We have a few point passed three standard deviations and several more passed two.<br/>
Of course, some of them are in the fewer accidents category so we're happy with that.<br/>
We may want to find out why these values are outliers.

## Are some days of the week worse than others?

In [None]:
days=['Sunday', 'Monday','Tuesday','Wednesday','Thursday', 'Friday','Saturday']
avg_df = df2019[['crash_day_of_week','total']].groupby('crash_day_of_week').mean()
avg_df.index = days
print(avg_df)
avg_df.plot(kind='bar', legend=False)

## Is the worst always Friday?
TODO: Need to set the dates to the same week date.

In [None]:
# Set all the dates to the same day of the week (Tuesday here)
df2019_2 =df2019.copy(deep=True)
df2019_2.index = df2019.index - pd.to_timedelta((df2019['crash_day_of_week'] - 3), unit='D')

In [None]:
plt.figure(figsize=(18,10))
df2019_2[df2019_2.crash_day_of_week == 1]['total'].plot(kind='line',grid=True,legend=True,label="Sunday")
df2019_2[df2019_2.crash_day_of_week == 2]['total'].plot(kind='line',grid=True,legend=True,label="Monday")
df2019_2[df2019_2.crash_day_of_week == 3]['total'].plot(kind='line',grid=True,legend=True,label="Tuesday")
df2019_2[df2019_2.crash_day_of_week == 4]['total'].plot(kind='line',grid=True,legend=True,label="Wednesday")
df2019_2[df2019_2.crash_day_of_week == 5]['total'].plot(kind='line',grid=True,legend=True,label="Thursday")
df2019_2[df2019_2.crash_day_of_week == 6]['total'].plot(kind='line',grid=True,legend=True,label="Friday")
df2019_2[df2019_2.crash_day_of_week == 7]['total'].plot(kind='line',grid=True,legend=True,label="Saturday")

plt.title('Daily accident totals from {} to {} by day of the week'.format(df2019.index[0].date(),df2019.index[df2019.shape[0] - 1].date()) )
plt.show()

## Stationary time series?
Can we consider 2019 a stationary time series?

A lot of time series analysis assume a stationary one.

To check this, we use the augmented Dickey-Fuller test.
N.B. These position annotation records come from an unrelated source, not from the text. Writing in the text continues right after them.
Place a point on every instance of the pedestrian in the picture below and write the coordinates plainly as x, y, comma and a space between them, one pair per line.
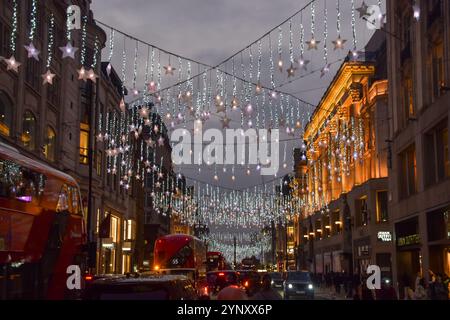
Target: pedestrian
232, 292
420, 293
267, 292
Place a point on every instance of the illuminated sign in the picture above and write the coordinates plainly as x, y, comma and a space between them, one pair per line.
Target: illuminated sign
408, 240
384, 236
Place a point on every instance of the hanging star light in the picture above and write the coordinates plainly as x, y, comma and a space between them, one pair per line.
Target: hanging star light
291, 71
324, 70
122, 105
82, 74
312, 44
68, 51
303, 63
32, 51
225, 122
169, 69
363, 10
161, 141
339, 43
12, 64
48, 77
92, 76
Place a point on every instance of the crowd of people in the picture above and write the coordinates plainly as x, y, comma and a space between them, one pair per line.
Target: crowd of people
355, 287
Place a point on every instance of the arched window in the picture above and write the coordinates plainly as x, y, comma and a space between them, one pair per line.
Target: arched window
50, 144
5, 115
29, 131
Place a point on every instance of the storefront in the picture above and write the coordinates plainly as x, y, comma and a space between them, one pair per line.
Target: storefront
438, 227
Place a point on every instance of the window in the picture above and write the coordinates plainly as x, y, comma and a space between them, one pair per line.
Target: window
29, 131
33, 74
5, 115
50, 144
382, 206
99, 163
115, 232
54, 91
437, 164
408, 172
362, 213
84, 143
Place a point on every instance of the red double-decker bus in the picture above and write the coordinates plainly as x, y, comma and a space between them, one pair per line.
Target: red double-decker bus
179, 251
216, 261
42, 230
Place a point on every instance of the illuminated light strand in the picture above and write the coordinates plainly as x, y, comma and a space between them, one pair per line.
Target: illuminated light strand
51, 40
96, 53
83, 40
14, 27
33, 20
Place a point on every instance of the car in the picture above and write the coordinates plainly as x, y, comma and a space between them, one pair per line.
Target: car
142, 287
250, 280
217, 280
277, 279
298, 284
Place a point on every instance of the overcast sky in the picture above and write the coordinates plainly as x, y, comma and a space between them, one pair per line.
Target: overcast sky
212, 30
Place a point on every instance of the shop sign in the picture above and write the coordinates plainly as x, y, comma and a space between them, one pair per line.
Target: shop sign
384, 236
408, 240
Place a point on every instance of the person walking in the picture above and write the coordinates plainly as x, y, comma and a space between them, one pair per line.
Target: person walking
267, 292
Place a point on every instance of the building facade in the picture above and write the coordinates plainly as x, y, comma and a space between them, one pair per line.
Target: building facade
341, 173
419, 184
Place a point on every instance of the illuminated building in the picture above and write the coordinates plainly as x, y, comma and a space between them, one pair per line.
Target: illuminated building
341, 171
419, 184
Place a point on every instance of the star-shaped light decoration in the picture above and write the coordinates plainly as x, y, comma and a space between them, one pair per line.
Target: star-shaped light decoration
291, 71
150, 142
303, 63
92, 76
32, 51
122, 105
226, 122
258, 88
68, 51
339, 43
161, 141
235, 103
82, 74
143, 112
12, 64
169, 69
363, 9
48, 77
108, 69
324, 70
220, 107
312, 44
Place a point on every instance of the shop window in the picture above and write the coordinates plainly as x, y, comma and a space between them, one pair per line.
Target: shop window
436, 153
408, 172
29, 131
382, 206
50, 144
115, 231
84, 143
19, 183
361, 212
6, 115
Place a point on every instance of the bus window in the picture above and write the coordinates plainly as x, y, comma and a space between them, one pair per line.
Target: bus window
20, 183
63, 200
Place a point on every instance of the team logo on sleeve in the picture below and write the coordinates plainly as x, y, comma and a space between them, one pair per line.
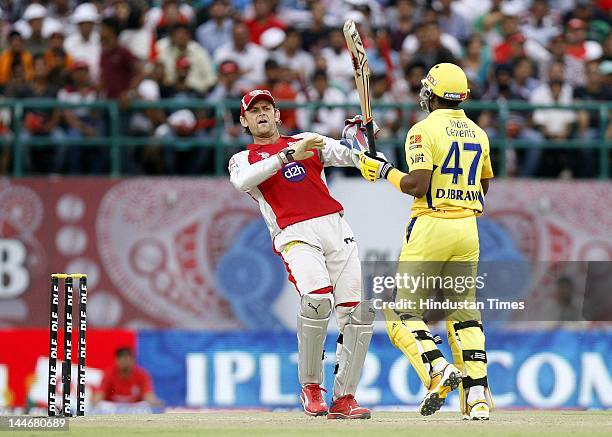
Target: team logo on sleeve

See: https://en.wikipedia.org/wiki/Augmented_Dickey%E2%80%93Fuller_test

We are using a confidence level of 95% or better.

In [None]:
import statsmodels.graphics.tsaplots as sgt
import statsmodels.tsa.stattools as sts
from statsmodels.tsa.seasonal import seasonal_decompose

In [None]:
# Function for color display
from IPython.display import Markdown, display

def printmd(string):
    display(Markdown(string))
    
def is_stationary(adf, name) :
    if (adf[1] < 0.5) :
        if (adf[0] < adf[4]['1%']) :
            print('The {} time series is stationary within the 1% margin'.format(name))
        elif (adf[0] < adf[4]['5%']) :
            print('The {} time series is stationary within the 5% margin'.format(name))
        else :
            printmd("The {} time series is <span style='color:{}'>**NOT**</span> stationary".format(name,'red'))
    else :
        printmd("The {} time series is <span style='color:{}'>**NOT**</span> stationary".format(name,'red'))
    return

In [None]:
adf = sts.adfuller(df2019.total)
print('adf: {}\npvalue: {}\nusedlag: {}\nnubs: {}'.format(adf[0],adf[1],adf[2],adf[3]))
print('critical values: {}\nicbest: {}'.format(adf[4],adf[5]))
is_stationary(adf, 'total')

### Info:
The `pvalue` is below 0.5 and `adf` is smaller than the 5% value.